Dans cette sous-section, nous présentons dans une première étape l’évolution de définition du concept de sous-traitance. Dans une seconde étape, nous proposons une grille de lecture des principaux changements de nature de la relation entre l’entreprise réseau et les sous-traitantes.

2.2.1. Définition du sous-traitant

La définition de la sous-traitance a connu une évolution importante dans la revue littérature durant les deux dernières décennies.

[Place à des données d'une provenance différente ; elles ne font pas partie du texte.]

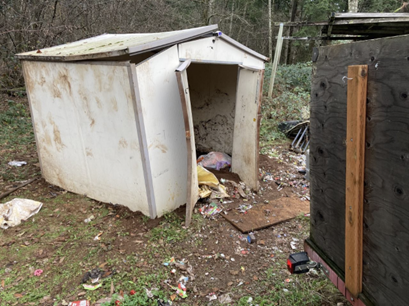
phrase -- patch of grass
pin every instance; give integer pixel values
(16, 136)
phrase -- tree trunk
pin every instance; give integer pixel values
(270, 32)
(287, 53)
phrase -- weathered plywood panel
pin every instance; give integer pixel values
(214, 49)
(245, 143)
(213, 96)
(386, 209)
(165, 131)
(85, 128)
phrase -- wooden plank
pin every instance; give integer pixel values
(282, 209)
(355, 161)
(370, 15)
(192, 179)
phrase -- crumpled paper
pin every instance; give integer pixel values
(17, 210)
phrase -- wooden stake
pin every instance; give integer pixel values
(355, 165)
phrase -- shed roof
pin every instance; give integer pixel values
(110, 45)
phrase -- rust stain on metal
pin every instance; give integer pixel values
(56, 136)
(63, 79)
(123, 143)
(98, 101)
(114, 104)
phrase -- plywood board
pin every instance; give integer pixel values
(164, 126)
(213, 49)
(245, 137)
(192, 178)
(256, 218)
(385, 226)
(84, 122)
(355, 162)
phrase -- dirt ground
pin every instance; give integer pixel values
(223, 268)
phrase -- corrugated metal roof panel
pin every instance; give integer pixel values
(109, 45)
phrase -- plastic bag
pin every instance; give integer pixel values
(214, 160)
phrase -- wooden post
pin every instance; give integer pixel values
(355, 165)
(277, 55)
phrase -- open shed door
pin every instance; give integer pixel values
(192, 180)
(246, 125)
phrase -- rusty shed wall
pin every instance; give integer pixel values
(213, 96)
(84, 122)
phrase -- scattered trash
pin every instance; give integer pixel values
(251, 238)
(214, 160)
(163, 303)
(207, 180)
(91, 287)
(210, 210)
(79, 303)
(89, 219)
(243, 208)
(17, 210)
(16, 163)
(98, 237)
(38, 272)
(95, 275)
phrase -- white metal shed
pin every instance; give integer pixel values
(119, 117)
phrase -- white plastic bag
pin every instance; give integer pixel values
(17, 210)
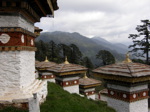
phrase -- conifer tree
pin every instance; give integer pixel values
(141, 45)
(106, 57)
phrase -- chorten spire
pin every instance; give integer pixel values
(85, 76)
(127, 60)
(46, 60)
(66, 60)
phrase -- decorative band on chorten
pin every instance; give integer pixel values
(128, 96)
(17, 48)
(16, 29)
(88, 93)
(67, 83)
(16, 39)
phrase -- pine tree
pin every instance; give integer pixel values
(106, 57)
(141, 40)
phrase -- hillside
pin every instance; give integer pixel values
(87, 46)
(120, 48)
(59, 100)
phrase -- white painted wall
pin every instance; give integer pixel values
(128, 89)
(67, 78)
(87, 90)
(91, 97)
(121, 106)
(51, 80)
(17, 70)
(102, 97)
(16, 21)
(27, 67)
(72, 89)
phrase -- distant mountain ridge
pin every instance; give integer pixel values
(120, 48)
(89, 47)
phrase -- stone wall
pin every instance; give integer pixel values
(122, 106)
(72, 89)
(16, 70)
(128, 89)
(16, 21)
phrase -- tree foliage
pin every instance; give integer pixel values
(141, 46)
(58, 52)
(106, 57)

Une première définition de la sous-traitance a été établi par le Conseil Economique et Social le 21 mars 1973 qui définit cette nouvelle forme de relation interorganisationnelle comme « l’opération par laquelle une entreprise confie à une autre le soin d’exécuter pour elle et selon un cahier des charges préétabli une partie des actes de production ou de services dont elle conserve la responsabilité économique finale»12

. Altersohn (1992) considère que cette définition est très extensive, mais elle ignore le cas de plus en plus fréquent où le donneur d’ordres confie au sous-traitant par une délégation de production la totalité des tâches à effectuer. En outre, les spécifications ne font pas toujours l’objet d’un véritable cahier de charges. Dans ce sens, le document de l’Association Française de Normalisation (A.F.N.O.R) en novembre 1987 propose une définition plus complète dans la mesure où elle s’efforce de saisir dans son ensemble l’acte de production dont chaque séquence, de la conception à la maintenance du produit, peut être sous-traitée (Altersohn, 1992): « Les usages professionnels permettent de considérer comme activité de sous-traitance toutes les opérations concernant, pour un cycle de production déterminé, l’une ou plusieurs des opérations de conception, d’élaboration, de fabrication, de mise en œuvre ou de maintenance du produit, dont une entreprise dite donneur d’ordres, confie la réalisation à une entreprise dite sous-traitante ou preneuse d’ordres, tenue de se conformer exactement aux divers ou spécification techniques que ce donneur d’ordres arrête en dernier ressort. Ces spécifications techniques (….) peuvent tenir compte des avis ou propositions formulés par les sous-traitants (….), dés lors

12Altersohn (1992, p. 26)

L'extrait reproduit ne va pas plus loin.